Label distribution learning can resolve label ambiguity precisely by determining how well each label describes an instance. Traditional label distribution learning algorithms frequently attempt to model the complex relationships between all labels. This not only adds complexity to the model but may also reduce prediction accuracy due to label conflicts. In this paper, we propose a novel label distribution learning algorithm based on Multi-Constraint Label Independent Prediction (LIP-MC), intended to promote the rationality and accuracy of prediction results by simplifying the prediction process and combining multiple constraints. Specifically, label independent prediction values are generated for each label through sparsity constraints and weight coefficient matrices. Subsequently, a novel transformation model is designed to combine all separate label predictions and produce the final label distribution. Furthermore, smoothness constraints and logarithmic similarity constraints were introduced to enhance the model’s performance and generalization ability. On fourteen real datasets, the experiment was carried out, and the comparison results against seven advanced algorithms under seven evaluation metrics confirmed that the proposed algorithm is superior.
标签分布学习中的多约束标签独立预测
标签分布学习可以通过确定每个标签描述实例的程度来精确地解决标签歧义。

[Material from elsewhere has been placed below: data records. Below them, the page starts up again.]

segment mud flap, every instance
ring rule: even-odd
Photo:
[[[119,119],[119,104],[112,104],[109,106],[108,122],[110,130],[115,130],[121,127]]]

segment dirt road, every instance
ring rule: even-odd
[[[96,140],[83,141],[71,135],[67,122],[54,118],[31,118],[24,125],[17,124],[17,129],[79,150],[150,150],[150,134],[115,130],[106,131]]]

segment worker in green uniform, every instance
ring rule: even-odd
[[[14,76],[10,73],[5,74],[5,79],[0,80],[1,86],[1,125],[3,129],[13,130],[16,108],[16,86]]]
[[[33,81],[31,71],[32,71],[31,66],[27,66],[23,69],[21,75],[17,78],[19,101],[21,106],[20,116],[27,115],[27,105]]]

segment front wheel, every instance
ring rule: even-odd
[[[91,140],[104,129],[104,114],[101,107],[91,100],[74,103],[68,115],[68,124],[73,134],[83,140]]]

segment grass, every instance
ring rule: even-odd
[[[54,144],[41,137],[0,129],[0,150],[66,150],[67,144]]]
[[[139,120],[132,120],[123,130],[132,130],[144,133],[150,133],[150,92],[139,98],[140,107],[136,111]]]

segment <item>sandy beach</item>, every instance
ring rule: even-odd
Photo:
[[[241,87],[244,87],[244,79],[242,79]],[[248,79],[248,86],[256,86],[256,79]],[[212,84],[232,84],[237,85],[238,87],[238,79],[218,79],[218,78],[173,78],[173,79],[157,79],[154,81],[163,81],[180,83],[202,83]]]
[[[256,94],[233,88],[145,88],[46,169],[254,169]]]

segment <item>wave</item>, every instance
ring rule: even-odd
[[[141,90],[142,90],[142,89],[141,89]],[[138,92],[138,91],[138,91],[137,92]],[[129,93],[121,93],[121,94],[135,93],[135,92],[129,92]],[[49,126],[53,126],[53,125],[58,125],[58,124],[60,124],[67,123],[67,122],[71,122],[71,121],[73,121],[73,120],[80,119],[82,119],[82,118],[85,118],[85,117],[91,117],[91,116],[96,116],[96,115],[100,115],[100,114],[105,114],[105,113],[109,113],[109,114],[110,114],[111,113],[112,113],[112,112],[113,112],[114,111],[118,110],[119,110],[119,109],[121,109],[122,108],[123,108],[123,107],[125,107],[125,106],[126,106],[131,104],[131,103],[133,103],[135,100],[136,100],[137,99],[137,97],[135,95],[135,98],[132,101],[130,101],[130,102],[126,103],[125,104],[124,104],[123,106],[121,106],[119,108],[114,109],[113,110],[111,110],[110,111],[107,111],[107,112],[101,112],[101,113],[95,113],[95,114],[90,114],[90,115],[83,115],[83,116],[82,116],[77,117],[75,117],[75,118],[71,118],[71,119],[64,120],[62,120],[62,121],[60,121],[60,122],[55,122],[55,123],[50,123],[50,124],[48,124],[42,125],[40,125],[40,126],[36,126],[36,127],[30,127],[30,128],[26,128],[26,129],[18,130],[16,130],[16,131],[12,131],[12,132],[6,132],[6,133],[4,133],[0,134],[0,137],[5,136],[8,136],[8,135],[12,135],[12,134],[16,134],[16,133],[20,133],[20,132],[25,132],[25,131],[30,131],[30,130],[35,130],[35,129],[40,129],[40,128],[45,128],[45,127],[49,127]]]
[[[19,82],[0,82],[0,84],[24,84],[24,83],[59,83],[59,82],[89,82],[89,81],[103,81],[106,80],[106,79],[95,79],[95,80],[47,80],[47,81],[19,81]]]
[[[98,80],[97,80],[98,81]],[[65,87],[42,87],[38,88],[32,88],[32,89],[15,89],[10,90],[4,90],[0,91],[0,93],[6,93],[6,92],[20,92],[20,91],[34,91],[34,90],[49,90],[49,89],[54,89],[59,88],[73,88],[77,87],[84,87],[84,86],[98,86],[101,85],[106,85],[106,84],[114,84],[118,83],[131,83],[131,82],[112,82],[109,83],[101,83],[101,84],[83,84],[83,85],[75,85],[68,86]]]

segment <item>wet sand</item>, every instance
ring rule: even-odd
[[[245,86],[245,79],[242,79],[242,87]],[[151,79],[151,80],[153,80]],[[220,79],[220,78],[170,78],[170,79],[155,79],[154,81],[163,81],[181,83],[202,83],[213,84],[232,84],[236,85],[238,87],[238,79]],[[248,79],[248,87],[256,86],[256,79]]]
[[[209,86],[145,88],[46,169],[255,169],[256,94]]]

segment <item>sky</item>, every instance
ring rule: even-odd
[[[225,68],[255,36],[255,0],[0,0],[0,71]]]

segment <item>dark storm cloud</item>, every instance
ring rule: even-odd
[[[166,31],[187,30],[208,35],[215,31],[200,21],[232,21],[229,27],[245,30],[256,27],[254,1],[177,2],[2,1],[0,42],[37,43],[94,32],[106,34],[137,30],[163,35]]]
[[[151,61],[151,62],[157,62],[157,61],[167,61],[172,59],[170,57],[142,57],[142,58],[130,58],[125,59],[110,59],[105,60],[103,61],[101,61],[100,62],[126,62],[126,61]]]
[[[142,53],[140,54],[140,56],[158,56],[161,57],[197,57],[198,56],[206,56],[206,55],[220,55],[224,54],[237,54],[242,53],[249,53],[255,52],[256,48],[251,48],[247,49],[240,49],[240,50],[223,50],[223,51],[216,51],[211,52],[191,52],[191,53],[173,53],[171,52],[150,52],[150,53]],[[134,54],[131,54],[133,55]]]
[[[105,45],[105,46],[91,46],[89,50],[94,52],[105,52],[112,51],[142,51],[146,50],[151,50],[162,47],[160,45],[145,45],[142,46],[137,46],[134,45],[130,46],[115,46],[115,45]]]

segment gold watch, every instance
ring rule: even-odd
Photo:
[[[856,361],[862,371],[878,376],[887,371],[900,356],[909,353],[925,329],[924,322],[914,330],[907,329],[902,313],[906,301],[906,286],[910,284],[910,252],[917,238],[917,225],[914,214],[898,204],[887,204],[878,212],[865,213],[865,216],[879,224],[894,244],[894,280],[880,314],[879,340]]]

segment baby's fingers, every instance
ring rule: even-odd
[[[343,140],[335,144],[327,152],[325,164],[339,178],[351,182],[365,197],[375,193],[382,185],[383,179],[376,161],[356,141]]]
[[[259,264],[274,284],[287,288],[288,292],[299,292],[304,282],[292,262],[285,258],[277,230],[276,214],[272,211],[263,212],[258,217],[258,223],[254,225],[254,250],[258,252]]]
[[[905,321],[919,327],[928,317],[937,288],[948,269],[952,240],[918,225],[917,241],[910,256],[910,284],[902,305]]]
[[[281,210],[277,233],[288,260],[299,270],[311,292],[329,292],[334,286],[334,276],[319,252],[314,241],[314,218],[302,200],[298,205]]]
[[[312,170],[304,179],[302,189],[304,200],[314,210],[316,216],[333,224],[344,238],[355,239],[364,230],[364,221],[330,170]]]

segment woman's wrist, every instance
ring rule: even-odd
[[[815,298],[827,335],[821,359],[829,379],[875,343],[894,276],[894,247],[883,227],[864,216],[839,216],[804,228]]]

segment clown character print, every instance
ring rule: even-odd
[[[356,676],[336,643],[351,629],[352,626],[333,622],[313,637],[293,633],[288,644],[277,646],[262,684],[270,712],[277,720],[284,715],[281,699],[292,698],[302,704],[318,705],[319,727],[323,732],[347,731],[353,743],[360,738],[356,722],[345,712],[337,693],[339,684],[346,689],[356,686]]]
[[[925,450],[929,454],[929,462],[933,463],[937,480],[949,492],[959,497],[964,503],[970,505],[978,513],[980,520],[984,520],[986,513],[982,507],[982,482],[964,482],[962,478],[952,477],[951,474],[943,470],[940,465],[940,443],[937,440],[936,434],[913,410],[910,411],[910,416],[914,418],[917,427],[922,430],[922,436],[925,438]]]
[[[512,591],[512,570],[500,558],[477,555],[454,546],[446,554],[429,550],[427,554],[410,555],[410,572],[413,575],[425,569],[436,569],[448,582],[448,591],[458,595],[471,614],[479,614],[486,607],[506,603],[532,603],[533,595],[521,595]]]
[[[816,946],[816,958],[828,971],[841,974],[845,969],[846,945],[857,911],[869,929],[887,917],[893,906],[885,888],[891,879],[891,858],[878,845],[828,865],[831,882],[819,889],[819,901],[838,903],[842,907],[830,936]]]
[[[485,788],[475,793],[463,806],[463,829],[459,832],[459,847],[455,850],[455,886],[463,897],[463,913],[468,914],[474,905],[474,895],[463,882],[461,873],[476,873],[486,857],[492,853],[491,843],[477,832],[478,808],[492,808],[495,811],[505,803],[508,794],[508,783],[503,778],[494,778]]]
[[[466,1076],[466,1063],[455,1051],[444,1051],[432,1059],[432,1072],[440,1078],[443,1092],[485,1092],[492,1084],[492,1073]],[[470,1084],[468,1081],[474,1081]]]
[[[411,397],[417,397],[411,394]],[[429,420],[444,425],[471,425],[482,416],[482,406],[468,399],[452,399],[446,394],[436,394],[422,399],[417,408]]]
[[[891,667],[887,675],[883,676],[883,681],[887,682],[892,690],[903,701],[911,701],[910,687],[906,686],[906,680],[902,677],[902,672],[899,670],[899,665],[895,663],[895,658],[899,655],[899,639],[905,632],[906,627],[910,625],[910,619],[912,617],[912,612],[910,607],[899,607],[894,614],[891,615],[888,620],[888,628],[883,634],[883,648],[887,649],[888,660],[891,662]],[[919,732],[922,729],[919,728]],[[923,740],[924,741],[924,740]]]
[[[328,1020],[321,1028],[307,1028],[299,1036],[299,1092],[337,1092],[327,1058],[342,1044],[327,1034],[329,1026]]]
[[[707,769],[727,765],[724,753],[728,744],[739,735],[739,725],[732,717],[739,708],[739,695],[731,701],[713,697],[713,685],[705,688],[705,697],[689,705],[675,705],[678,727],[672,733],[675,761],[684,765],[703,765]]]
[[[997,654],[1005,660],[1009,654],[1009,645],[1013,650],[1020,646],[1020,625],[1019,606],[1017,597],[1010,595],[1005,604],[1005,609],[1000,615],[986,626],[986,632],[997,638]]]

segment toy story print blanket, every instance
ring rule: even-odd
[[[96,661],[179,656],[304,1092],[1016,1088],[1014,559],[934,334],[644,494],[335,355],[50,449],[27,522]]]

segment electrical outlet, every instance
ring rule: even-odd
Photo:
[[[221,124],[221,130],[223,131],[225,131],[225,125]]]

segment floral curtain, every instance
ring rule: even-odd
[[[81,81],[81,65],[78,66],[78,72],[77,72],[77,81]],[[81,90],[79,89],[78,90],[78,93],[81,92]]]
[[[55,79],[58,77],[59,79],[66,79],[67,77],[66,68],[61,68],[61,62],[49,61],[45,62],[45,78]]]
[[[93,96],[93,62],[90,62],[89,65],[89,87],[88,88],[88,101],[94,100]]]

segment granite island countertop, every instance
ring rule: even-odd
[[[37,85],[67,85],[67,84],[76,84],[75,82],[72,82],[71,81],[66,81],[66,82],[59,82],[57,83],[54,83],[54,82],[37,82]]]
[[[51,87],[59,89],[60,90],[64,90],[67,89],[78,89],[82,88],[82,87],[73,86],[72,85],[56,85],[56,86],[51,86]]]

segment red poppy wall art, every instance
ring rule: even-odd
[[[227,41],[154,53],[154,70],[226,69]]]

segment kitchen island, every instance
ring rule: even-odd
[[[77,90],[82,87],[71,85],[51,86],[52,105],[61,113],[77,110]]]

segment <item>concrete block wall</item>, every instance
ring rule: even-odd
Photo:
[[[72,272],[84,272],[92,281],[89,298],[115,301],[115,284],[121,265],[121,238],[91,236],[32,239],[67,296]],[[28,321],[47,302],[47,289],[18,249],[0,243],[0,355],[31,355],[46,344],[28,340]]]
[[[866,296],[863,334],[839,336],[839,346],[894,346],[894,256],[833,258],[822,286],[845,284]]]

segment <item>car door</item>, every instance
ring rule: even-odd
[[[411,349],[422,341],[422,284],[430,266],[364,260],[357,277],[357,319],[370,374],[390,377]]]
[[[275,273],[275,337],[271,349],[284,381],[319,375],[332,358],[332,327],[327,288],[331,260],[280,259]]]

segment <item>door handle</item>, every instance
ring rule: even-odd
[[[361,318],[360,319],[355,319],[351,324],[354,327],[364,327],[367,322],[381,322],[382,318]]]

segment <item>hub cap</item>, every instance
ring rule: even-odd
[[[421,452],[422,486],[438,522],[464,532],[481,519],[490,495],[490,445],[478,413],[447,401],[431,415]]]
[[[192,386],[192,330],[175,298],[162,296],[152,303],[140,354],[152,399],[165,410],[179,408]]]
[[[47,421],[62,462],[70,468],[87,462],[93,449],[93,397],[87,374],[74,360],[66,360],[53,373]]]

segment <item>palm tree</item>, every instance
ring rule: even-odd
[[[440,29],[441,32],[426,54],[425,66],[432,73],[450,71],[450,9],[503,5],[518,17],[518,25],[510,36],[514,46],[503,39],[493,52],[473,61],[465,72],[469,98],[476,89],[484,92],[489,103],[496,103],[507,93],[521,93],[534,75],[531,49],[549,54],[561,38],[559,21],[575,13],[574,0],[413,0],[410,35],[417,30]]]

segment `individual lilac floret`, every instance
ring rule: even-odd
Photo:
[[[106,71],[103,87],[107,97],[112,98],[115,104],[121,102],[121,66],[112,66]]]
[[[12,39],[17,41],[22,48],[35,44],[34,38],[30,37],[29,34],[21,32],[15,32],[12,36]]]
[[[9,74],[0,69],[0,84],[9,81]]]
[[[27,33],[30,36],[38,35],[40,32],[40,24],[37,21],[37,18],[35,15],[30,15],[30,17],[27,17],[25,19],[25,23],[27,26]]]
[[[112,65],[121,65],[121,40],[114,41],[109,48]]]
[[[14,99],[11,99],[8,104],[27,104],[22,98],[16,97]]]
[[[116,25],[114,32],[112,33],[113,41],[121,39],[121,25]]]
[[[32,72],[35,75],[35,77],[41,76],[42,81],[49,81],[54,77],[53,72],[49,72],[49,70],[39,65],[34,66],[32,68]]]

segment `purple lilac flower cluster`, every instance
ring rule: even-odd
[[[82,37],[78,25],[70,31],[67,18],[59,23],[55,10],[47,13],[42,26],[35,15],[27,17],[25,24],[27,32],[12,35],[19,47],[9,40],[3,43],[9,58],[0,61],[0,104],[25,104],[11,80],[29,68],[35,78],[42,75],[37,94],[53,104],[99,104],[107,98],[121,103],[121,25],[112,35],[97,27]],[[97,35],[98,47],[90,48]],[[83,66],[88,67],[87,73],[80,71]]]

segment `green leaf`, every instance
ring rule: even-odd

传统的标签分布学习算法经常试图对所有标签之间的复杂关系进行建模。这不仅增加了模型的复杂性,还可能由于标签冲突而降低预测的准确性。本文提出了一种新的基于多约束标签独立预测(LIP-MC)的标签分布学习算法,旨在通过简化预测过程和结合多个约束来提高预测结果的合理性和准确性。具体来说,通过稀疏性约束和权系数矩阵为每个标签生成与标签无关的预测值。随后,设计了一种新的转换模型来组合所有独立的标签预测并产生最终的标签分布。在此基础上,引入了平滑约束和对数相似约束,提高了模型的性能和泛化能力。在14个真实数据集上进行了实验,并在7个评价指标下与7种先进算法进行了比较,结果证实了本文算法的优越性。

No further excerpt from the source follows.